PLUMTREE Parents at Plumtree High School have reportedly threatened to transfer their children following a resolution passed at the annual general meeting on Saturday to scrap debts owed by the school development committee (SDC) members, who have not been paying for their children for the past four years.
The parents were angry their children were regularly expelled from school if they delayed school fee payments, while SDC members children were not paying.
Law enforcement agents were in attendance as chaos was feared at the meeting. The meeting was supposed to start at 9am, but was delayed until 12pm.
SDC chairman Elson Shava reportedly expressed concern over leakage of sensitive information to the Press prompting an investigation by the Ministry of Education, Sport, Arts and Culture into the school operations.
School head Prince Mange reportedly admitted at the meeting SDC members were not paying levies for their children and asked parents to agree on having the outstanding amounts owed by SDC members written off.
Two parents seconded the proposal making it a binding resolution. Calculations showed the SDC members had not paid a combined total of $8 300 per term which parents cited as a serious deprivation of funds for the cash-strapped school.
A parent told NewsDay the move was a sad development since the 10 SDC members have two children each at the school.
We had better withdraw our children from this school. We cannot continue to be swindled like this. We will be writing to the Auditor-General soon to express our concerns over this issue, said a parent.
Irate parents exposed alleged corruption activities to the Education, Sport, Arts and Culture minister David Coltart in October last year.
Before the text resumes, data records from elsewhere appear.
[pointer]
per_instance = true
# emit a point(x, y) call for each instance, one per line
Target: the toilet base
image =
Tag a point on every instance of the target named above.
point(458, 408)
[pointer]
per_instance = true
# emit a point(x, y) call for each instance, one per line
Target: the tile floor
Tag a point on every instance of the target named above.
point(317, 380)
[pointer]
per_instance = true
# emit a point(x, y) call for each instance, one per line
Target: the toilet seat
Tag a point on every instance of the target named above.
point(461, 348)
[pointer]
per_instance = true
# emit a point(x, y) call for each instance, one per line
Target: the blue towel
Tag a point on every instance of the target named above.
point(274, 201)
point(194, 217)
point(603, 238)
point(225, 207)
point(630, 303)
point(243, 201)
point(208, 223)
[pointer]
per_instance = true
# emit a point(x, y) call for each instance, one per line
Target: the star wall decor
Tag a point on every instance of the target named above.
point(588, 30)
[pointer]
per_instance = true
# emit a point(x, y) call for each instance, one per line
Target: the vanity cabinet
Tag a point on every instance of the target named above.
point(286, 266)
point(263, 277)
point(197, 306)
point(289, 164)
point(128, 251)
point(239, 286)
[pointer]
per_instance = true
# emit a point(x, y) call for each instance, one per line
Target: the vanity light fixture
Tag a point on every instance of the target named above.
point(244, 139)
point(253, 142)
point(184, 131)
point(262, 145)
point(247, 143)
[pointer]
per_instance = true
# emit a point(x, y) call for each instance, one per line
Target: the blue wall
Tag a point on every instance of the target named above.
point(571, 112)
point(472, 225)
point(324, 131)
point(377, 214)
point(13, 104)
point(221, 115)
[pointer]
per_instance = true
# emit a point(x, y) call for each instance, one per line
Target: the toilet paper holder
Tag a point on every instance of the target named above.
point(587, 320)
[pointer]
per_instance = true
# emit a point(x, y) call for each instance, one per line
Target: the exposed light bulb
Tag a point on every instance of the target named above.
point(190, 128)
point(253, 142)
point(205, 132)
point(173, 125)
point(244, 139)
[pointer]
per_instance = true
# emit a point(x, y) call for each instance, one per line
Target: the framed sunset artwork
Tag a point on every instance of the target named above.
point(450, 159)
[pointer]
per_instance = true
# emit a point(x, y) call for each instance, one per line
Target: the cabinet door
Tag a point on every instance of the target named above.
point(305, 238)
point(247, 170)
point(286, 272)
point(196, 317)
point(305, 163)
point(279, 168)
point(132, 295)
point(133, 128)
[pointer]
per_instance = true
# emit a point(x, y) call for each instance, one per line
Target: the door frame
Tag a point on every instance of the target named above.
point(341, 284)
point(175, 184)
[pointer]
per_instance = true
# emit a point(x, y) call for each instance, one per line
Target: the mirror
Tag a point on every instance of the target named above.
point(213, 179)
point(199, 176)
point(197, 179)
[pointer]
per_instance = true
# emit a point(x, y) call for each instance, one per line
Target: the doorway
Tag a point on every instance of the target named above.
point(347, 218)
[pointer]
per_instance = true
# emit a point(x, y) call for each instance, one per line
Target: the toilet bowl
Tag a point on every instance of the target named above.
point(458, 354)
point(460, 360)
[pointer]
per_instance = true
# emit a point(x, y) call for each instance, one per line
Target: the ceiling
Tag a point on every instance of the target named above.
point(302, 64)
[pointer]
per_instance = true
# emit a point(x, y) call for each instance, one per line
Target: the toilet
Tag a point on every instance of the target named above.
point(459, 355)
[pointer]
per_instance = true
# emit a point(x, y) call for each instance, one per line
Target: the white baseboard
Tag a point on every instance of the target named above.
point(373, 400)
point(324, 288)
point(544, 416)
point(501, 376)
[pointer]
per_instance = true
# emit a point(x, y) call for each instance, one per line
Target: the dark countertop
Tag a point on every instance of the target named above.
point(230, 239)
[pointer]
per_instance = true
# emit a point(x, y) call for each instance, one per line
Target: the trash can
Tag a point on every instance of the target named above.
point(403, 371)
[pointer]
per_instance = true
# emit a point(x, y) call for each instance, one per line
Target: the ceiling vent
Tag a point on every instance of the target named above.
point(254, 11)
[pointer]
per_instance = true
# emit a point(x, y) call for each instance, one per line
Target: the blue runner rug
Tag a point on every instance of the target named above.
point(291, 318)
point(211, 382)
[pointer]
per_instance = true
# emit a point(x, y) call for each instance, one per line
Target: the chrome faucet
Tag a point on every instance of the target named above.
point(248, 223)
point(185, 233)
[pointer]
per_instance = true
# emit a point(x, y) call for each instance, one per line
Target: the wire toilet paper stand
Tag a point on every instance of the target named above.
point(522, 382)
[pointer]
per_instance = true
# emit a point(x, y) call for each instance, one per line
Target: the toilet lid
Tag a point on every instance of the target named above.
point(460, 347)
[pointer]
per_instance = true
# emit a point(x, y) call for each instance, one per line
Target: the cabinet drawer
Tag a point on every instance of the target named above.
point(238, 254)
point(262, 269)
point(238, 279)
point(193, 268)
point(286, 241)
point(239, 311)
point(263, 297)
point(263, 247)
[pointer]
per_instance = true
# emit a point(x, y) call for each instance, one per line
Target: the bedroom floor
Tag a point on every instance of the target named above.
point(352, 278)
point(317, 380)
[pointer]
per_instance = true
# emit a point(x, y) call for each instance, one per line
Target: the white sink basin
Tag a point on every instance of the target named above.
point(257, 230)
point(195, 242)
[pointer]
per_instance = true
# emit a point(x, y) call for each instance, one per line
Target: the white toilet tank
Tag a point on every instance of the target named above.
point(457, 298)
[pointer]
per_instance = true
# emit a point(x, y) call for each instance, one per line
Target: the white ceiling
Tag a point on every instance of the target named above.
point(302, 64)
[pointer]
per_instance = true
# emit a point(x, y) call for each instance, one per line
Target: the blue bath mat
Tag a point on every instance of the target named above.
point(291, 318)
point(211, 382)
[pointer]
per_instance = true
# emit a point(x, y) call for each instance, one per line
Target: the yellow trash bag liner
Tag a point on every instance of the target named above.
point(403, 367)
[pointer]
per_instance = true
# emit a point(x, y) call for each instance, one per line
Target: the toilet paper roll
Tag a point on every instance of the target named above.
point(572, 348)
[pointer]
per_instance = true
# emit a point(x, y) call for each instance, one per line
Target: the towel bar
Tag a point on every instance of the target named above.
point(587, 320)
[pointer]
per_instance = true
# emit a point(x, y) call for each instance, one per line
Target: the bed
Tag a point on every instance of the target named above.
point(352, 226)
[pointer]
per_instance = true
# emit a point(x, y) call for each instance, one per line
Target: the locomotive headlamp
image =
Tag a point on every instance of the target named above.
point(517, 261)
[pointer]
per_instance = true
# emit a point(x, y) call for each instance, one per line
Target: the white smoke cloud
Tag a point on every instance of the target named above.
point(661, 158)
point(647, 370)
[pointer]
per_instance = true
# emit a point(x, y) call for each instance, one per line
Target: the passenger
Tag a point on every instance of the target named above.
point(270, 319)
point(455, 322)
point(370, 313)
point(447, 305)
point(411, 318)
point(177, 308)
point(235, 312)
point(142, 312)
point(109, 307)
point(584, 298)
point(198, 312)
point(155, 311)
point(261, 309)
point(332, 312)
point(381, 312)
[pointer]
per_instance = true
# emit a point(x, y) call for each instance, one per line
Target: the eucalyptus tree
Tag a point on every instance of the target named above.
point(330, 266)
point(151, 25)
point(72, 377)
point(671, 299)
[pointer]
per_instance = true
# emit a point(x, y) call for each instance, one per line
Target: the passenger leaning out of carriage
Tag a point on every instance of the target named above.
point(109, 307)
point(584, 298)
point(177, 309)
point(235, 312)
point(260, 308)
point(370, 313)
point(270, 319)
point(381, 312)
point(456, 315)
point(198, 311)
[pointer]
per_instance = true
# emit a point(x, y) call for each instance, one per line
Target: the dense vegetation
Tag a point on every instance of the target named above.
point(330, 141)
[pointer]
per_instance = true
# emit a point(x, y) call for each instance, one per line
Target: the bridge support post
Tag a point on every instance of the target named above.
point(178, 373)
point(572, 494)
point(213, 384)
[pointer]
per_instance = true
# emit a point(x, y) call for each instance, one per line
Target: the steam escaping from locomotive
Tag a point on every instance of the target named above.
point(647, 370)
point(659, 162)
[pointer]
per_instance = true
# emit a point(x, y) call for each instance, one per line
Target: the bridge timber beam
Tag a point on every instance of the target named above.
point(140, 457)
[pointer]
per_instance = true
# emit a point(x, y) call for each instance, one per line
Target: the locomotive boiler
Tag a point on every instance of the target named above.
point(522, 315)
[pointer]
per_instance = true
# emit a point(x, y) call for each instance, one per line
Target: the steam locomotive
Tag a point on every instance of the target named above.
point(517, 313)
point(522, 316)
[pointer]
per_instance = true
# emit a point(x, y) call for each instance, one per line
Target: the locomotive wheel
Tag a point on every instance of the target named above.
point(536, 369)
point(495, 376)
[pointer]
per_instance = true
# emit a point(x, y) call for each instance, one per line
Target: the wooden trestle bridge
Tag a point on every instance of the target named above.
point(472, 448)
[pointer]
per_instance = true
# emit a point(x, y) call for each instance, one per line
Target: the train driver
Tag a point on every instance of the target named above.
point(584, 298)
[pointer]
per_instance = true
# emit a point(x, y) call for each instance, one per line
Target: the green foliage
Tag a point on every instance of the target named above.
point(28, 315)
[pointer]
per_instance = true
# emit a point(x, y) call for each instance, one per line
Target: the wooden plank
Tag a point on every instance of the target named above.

The government immediately dispatched a probe team to the school, but its findings are yet to be made public.
Parents were infuriated by the schools failure to settle a debt of $60 000 owed to the Zimbabwe Electricity Supply Authority (Zesa) and Zimbabwe National Water Authority (Zinwa).
They also accused school authorities of failing to account for $80 000 meant for the purchase of a power generator.
Mange reportedly told parents it was normal for institutions to owe Zesa and Zinwa such amounts.
He said the money meant for the purchase of a generator was used for refurbishment of infrastructure.